私の場合、フェーズ(局面)は大きく3つに分けることができる。すなわち、
<第1フェーズ> 発症からPCR検査検査陽性発覚まで
<第2フェーズ> 家庭内隔離(自宅療養)期間
<第3フェーズ> ホテル療養期間
(発症した7月21日を「1日目」とし、以降、2日目、3日目と記す)
では、コロナ感染の旅へレッツゴー!!
<第1フェーズ> 発症からPCR検査検査陽性発覚まで
【1日目】
夜よく眠れず朝から体がだるい。眠いのに眠れず、首から後頭部にかけてもわっと頭痛がする。この直前に京都在住の知人が自宅で突然熱中症になり、救急搬送されたというツイートをしていたので、自分も「もしかしたら…」と疑う。

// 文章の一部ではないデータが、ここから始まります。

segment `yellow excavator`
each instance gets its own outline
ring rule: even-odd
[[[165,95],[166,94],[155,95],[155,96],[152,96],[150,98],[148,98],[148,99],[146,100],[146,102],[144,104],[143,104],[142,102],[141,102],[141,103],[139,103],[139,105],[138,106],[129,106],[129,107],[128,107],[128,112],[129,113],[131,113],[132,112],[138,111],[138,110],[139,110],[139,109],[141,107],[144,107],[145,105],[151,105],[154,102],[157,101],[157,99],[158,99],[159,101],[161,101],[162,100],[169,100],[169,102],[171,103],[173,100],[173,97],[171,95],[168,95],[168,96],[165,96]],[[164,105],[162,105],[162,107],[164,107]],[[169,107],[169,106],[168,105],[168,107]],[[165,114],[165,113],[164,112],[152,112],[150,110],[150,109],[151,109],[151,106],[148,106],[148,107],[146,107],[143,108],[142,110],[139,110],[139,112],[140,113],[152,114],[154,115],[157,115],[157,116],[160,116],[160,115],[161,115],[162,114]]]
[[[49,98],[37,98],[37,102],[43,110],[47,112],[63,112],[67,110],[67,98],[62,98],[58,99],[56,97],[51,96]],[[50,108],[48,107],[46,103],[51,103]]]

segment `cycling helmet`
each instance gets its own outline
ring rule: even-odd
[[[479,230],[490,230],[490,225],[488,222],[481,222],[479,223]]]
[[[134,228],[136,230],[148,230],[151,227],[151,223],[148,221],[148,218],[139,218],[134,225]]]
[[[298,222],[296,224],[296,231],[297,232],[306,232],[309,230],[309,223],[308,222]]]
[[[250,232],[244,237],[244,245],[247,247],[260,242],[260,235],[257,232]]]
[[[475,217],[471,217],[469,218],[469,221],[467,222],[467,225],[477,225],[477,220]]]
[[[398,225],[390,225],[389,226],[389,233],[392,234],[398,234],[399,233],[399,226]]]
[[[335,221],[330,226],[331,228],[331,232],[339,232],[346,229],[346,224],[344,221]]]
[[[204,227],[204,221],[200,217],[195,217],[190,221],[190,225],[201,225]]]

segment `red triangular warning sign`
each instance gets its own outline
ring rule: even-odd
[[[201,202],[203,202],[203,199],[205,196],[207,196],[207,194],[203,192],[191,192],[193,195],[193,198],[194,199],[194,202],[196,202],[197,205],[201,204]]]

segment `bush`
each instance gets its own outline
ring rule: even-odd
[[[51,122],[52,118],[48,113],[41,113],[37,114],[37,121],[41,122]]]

水分補給をしてもだるさが抜けない。この日はミャンマー語の対面レッスンがあったので、頑張って出かけるが、電車に乗っている途中で気分が悪くなり、断念して家に引き返す。横になっていたら、だんだん咳が出てきた。これは熱中症じゃない。もしかしたら……と心配になる。
なぜなら私は「辺境チャンネル」という有料オンラインイベントを主催しており、この日から三日後に次の回が予定されていたからだ。万一、コロナに感染していたらイベントをキャンセルしなければいけなくなる。

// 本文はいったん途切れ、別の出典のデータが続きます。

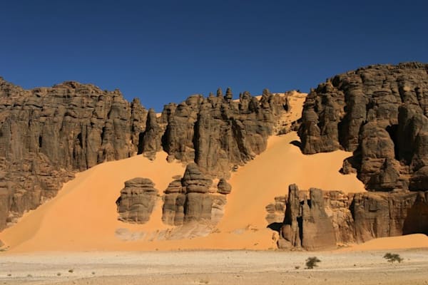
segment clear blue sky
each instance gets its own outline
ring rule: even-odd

イベントを一緒に行っている友人二人に相談したら「熱は何度ですか?」「血中酸素濃度は?」と矢継ぎ早に訊かれるが、何も答えられない。体温計は長らく使用しておらず、どこにあるかもわからない。引き出しを探してようやく一つ発見したが電池が切れていた。さらに探して2本目を発見。やっと熱を測ったら平熱だった。
血中酸素濃度については聞いたことはあったが、そんなに重要なものだと知らず、パルスオキシメーターも持っていなかった。急いでAmazonで注文したが、到着予定日をちゃんと確認しなかったため配送に1週間かかるものを注文していたことにずっと後になって気づく。おかげで家にいる間は血中酸素濃度を測ることができなかった。

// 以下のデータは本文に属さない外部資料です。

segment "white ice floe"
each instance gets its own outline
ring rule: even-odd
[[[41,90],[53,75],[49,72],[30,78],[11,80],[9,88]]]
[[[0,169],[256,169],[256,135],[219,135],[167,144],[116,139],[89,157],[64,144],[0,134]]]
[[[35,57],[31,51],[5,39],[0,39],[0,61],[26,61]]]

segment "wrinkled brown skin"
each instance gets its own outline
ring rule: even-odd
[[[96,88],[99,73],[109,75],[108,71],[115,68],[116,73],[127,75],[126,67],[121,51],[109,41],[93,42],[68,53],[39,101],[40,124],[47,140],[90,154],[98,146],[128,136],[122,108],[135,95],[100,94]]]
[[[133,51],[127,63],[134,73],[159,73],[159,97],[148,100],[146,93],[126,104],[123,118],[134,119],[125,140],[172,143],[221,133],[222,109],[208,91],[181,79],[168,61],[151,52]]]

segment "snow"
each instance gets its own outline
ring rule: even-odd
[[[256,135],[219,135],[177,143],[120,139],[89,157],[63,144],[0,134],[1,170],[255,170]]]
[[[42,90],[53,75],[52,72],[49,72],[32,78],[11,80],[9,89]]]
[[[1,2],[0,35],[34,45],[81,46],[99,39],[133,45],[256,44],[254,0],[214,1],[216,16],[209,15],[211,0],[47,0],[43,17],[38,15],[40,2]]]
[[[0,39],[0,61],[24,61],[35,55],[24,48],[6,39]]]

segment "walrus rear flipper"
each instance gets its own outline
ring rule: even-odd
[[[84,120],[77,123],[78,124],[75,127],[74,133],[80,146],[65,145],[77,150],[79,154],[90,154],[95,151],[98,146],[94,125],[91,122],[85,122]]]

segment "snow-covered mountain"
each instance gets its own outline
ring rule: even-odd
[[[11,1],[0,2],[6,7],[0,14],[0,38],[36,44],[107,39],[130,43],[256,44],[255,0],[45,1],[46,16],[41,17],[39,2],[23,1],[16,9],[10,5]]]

「早めにPCR検査を受けたほうがいい」と友人たちは言う。万一、陽性の場合、早めにイベント参加者に通知する必要があるからだ。かかりつけ医でPCR検査をしてくれるのではと聞き、自分のかかりつけ医に電話で問い合わせ。「熱がなければ診察できる」というので、自転車をぶっ飛ばし(まだ体力があった)、診療時間終了間際に滑り込む。
診察を受けたところ、先生は「熱もないし、肺の音もきれい」と解熱剤(鎮痛剤)のカロナールと咳止めを出して私を帰そうとする。「仕事で人に会わなければいけないし、家族もいるのでPCR検査をやっていただけないですか」とお願いし、やってもらう。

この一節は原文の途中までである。